I am lucky enough to have a walled orchard, which dates from the 19th century.
The walls, naturally, are exposed to the elements and some of them have survived in a better state than others.
For a long time, I watched the east wall deteriorating, knowing that I had to do something about it but handicapped by other priorities. Finally, I got around to repairing it.
Trial and error
Like all the walls in our area, this one is made of round river stones held in place by copious infilling of rough lime mortar.
Walls are made of different materials in other parts of France but there are two universal lessons to learn here.
One lesson is that to do true renovation you have to understand the old methods in actuality, not just in theory.
This requires looking at examples and thinking hard about them, but it mostly comes down to physical trial and error.
The second lesson is that if you are going to learn by experiment, by making mistakes, you should practise on something that is not of vital importance.
My orchard wall was perfect: it didn’t hold up a roof, nothing depended on it, and I was the only person who cared what it looked like.
The first task was to do some ruthless gardening: to carefully pull away the ivy, scrape and brush off the moss, and cut back any garden plants that prevented me from getting access to the stonework.
Next, inspection and deciding on the result I was aiming for.
The wall had lost its top layer and I had to establish where my restoration work would end by stretching a long level line from one end to the other.
Now to the demolition.
I did not want to lose too much of the existing structure but I had to take it back to solid work that was undamaged by the weather.

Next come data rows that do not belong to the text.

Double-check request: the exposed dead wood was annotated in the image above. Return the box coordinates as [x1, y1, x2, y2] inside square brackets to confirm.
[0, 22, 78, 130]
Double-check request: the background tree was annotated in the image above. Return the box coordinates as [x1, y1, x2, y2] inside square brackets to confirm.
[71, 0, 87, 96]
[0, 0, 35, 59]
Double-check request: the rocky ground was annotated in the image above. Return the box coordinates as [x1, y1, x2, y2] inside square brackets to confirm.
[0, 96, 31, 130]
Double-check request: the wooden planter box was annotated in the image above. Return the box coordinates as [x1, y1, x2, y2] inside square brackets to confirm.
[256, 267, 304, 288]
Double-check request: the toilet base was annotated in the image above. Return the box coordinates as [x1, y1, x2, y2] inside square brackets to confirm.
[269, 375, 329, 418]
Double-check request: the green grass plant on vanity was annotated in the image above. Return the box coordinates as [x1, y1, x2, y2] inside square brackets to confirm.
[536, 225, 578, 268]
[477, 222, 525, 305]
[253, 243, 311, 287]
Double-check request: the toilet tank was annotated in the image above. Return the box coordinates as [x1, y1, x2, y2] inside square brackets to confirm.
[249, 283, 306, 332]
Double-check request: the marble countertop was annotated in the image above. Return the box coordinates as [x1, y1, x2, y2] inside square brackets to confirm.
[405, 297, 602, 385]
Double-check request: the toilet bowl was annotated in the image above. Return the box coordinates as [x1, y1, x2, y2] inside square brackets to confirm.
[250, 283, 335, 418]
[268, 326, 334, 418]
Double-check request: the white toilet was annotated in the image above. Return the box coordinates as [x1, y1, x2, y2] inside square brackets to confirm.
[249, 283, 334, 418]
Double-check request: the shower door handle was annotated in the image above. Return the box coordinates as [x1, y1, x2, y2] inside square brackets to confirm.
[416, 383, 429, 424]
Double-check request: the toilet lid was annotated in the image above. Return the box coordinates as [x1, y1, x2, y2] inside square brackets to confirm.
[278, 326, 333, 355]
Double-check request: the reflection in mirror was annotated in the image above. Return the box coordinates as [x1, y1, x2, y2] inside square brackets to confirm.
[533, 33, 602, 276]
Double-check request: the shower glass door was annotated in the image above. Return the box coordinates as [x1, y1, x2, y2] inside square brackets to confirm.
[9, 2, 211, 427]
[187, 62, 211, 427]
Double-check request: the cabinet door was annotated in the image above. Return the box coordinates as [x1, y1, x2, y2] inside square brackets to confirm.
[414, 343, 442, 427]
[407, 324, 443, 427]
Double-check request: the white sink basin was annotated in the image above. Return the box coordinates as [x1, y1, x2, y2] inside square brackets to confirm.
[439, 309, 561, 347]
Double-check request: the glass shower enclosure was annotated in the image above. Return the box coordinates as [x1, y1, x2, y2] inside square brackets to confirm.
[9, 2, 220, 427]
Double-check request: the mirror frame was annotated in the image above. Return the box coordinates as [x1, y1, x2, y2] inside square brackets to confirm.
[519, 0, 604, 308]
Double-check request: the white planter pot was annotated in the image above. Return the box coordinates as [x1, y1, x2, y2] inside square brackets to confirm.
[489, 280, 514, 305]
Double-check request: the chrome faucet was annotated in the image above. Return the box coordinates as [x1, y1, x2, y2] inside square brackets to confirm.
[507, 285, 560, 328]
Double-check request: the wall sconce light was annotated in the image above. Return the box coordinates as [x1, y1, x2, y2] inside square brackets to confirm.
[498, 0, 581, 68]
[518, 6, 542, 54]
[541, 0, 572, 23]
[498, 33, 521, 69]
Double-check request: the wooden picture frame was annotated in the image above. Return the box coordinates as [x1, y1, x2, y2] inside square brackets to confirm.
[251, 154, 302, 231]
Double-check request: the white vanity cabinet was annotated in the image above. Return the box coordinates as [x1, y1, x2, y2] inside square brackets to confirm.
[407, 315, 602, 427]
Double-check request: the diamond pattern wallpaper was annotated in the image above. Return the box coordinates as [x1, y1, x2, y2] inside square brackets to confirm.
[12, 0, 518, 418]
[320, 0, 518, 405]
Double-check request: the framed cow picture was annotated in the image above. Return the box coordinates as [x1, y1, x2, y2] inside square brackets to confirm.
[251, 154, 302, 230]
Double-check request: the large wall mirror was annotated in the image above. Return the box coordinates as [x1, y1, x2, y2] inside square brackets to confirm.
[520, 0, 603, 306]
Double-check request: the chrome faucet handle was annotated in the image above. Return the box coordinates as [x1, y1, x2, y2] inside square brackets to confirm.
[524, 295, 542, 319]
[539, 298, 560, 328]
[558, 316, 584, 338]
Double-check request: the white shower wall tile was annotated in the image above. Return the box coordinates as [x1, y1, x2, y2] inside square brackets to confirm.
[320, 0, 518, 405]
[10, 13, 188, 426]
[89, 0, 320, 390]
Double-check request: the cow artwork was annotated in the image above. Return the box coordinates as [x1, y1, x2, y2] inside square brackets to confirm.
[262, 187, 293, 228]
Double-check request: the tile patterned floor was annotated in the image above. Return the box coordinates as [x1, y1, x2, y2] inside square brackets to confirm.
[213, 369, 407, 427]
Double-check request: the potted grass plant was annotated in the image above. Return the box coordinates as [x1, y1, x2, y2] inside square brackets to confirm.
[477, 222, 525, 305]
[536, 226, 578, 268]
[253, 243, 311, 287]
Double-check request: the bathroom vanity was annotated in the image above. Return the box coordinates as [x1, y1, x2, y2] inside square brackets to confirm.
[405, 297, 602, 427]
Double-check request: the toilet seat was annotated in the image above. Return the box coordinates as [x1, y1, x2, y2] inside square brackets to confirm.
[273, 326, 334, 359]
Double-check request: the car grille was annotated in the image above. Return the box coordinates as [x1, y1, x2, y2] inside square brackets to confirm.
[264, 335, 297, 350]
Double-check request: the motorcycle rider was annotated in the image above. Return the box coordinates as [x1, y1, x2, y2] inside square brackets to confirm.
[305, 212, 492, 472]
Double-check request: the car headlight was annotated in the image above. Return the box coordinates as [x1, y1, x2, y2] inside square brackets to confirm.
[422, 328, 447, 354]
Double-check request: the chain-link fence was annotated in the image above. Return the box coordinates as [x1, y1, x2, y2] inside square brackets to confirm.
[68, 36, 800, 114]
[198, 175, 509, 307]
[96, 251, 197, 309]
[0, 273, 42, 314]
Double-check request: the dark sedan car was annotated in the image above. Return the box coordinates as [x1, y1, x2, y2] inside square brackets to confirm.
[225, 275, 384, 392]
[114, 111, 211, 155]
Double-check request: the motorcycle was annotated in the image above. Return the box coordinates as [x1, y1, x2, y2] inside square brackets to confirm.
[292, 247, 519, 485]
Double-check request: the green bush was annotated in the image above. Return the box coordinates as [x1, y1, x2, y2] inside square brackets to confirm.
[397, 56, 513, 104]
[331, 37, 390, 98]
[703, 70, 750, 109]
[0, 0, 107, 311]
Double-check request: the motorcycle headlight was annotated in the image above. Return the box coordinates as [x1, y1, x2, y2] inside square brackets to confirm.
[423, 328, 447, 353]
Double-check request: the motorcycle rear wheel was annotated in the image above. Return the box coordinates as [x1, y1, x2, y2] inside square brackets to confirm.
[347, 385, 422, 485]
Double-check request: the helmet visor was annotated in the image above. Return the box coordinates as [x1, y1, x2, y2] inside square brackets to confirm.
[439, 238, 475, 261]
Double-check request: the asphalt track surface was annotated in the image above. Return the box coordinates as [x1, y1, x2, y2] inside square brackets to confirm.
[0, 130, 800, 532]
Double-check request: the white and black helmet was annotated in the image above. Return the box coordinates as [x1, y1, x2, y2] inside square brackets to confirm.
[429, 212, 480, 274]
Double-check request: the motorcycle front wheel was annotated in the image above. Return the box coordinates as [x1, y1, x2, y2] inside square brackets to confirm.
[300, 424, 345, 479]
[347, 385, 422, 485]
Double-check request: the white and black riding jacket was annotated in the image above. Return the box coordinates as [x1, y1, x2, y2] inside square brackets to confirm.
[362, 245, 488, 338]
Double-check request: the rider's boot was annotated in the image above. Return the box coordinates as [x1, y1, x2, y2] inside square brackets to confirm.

This was my chance to study how the wall had originally been built.
As I carefully removed the stones, I began to appreciate the effort that had gone into selecting them.
They were all roughly the same size. The builder had chosen the biggest stones that could be manipulated in one hand (leaving the other free to apply mortar). If I needed new stones, I would have to follow this model.
Replicating the mortar
The mortar was not as straightforward as it seemed. It might have looked slapdash but it had been mixed and applied in a particular way that I would have to try to replicate.
It would be difficult to make an identical mortar because to do that I would have to have found the same aggregate.
I imagine this came from somewhere nearby to save transport costs – probably the river – but you cannot just dig holes wherever you want these days.
Bought sand would have to do, but I did not want it to be too fine. The original mortar was chunky, containing pebbles up to 2cm long.
To match it, I started with gravel and sieved it until it was fine enough to use but still had large particles in it.
Building the wall back up
To build the wall back up, I decided I should start with the deepest holes first and get the top more or less level before I finished it off.
The original, anonymous mason had managed to make neat rows of evenly spaced stones but I am sure he did an apprenticeship, whereas this was my first attempt.
I did my best and I hope the wall is still standing in another 150 years.